Britt streckte sich, sodass ihre fülligen Brüste beinahe aus der allzu tief ausgeschnittenen Bluse quollen. Nicolaj erfasste das mit einem kurzen Blick, den er schnell und errötend abwandte. Sie lächelte hinter dem Bildschirm. Es war eine Neuerung, dass Thygesen endlich Mitarbeiter des anderen Geschlechts eingestellt hatte. Als sie in der Redaktion angefangen hatte, waren alle Journalisten Frauen gewesen und die reinsten babes – wie Britt –, aber als Bertha fertig ausgebildet war, bekam sie einen Job beim Extrablatt und war nach Kopenhagen gezogen. Tove war in den Mutterschaftsurlaub gegangen und nie mehr in die unsichere Zeitungsbranche zurückgekehrt. Ein neuer Auszubildender wurde nicht eingestellt. Für Tove wurde Mads Dam eingestellt, als jemand mit Gespür für Sport fehlte. Wie Thygesen auf die Idee kam, dass es von all den Qualifizierten auf Jobsuche ausgerechnet er sein sollte, hatte sie nie verstanden; es hatte bestimmt etwas damit zu tun, dass sie alte Freunde waren. Oder vielleicht war er schlicht und ergreifend der Einzige, der das Gehalt akzeptierte. Die Branche war unter Druck. Zeitungskriege hatten getobt, ohne dass es einen Sieger gegeben hatte, weitere Kriege würden zweifelsohne folgen. Zeitungskonzerne fusionierten und verdrängten die Kleinen, um den ganzen Markt für sich selbst zu haben – inklusive der lokalen Themen. Mehrfach hatte Ivan Thygesen sie darauf vorbereitet, dass die Redaktion vielleicht schließen müsste, aber das Tageblatt hielt noch stand, kräftig unterstützt von den Werbeeinnahmen vieler treuer Anzeigenkunden. Die Werbung überschattete fast den redaktionellen Stoff und wurde sogar manchmal in Zeiten ohne große Neuigkeiten als Titelseite benutzt.

»Vielleicht wurde die Moorleiche nicht vermisst und es wurde nie nach ihr gesucht«, schlug Britt vor, als sie sich fertig gestreckt und eine Zigarette aus der Packung geklopft hatte, obwohl sie sich in der Redaktion normalerweise an das Rauchverbot hielten. Sie gestikulierte, die Zigarette zwischen die Lippen geklemmt, als Anne sie vorwurfsvoll ansah. »Verdammt, die Gewerbeaufsicht wird schon nicht herkommen«, verteidigte sie sich und zündete sich mit einem Einwegfeuerzeug von Opel die Zigarette an.
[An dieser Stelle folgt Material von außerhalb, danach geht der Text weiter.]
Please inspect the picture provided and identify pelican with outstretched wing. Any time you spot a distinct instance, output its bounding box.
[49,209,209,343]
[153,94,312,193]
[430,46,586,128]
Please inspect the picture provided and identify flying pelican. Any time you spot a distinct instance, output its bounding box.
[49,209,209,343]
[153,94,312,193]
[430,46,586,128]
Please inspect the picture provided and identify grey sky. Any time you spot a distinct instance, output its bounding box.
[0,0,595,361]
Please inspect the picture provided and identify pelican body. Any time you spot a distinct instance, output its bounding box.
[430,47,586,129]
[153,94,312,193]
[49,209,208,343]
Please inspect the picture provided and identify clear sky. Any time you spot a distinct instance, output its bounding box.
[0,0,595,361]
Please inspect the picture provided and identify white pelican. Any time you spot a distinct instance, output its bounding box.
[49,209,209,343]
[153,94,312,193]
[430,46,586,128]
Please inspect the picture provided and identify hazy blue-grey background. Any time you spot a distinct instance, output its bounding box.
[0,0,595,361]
Anne schüttelte den Kopf über sie. »Kann schon sein, dass es eine Person ist, die nicht vermisst wurde«, meinte sie. »Ich bin mir sicher, irgendwo bei einem alten Fall liegt eine Suchmeldung, die man nur ausgraben muss.« Das Klingeln des Telefons auf Thygesens Schreibtisch unterbrach sie. Alle sahen einander an.

»Lass es einfach klingeln«, sagte Britt und nahm ihre Arbeit an der Tastatur wieder auf.

»Das können wir aber verflixt noch mal nicht einfach. Vielleicht geht es um die Pressekonferenz im Polizeipräsidium. Die wissen doch nicht, dass Thygesen krankgemeldet ist, oder?« Anne stand auf und schüttelte erneut missbilligend den Kopf.

In Thygesens Büro roch es immer noch nach Zigarren und alter Kneipe. Sie glaubte auch nicht, dass er sich die Zigarren verkniff, wenn er hier spät am Abend allein saß. Die Sonne schien durchs Fenster, das dringend mal geputzt werden müsste, und auf den verstaubten Rahmen. Das Reinigungspersonal war ebenfalls den Sparmaßnahmen zum Opfer gefallen, sodass sie nun selbst dafür verantwortlich waren, die Redaktion sauber zu halten. Sie warf einen Krug mit abgekauten Bleistiften und Reklamekulis um, als sie sich über den Schreibtisch beugte und den Hörer abhob. Hätten sie die Umstellung nach dem Blitzschlag letzten Sommer gemacht, hätte sie das Gespräch mit einem einzigen Tastendruck auf ihrem eigenen Telefon annehmen können.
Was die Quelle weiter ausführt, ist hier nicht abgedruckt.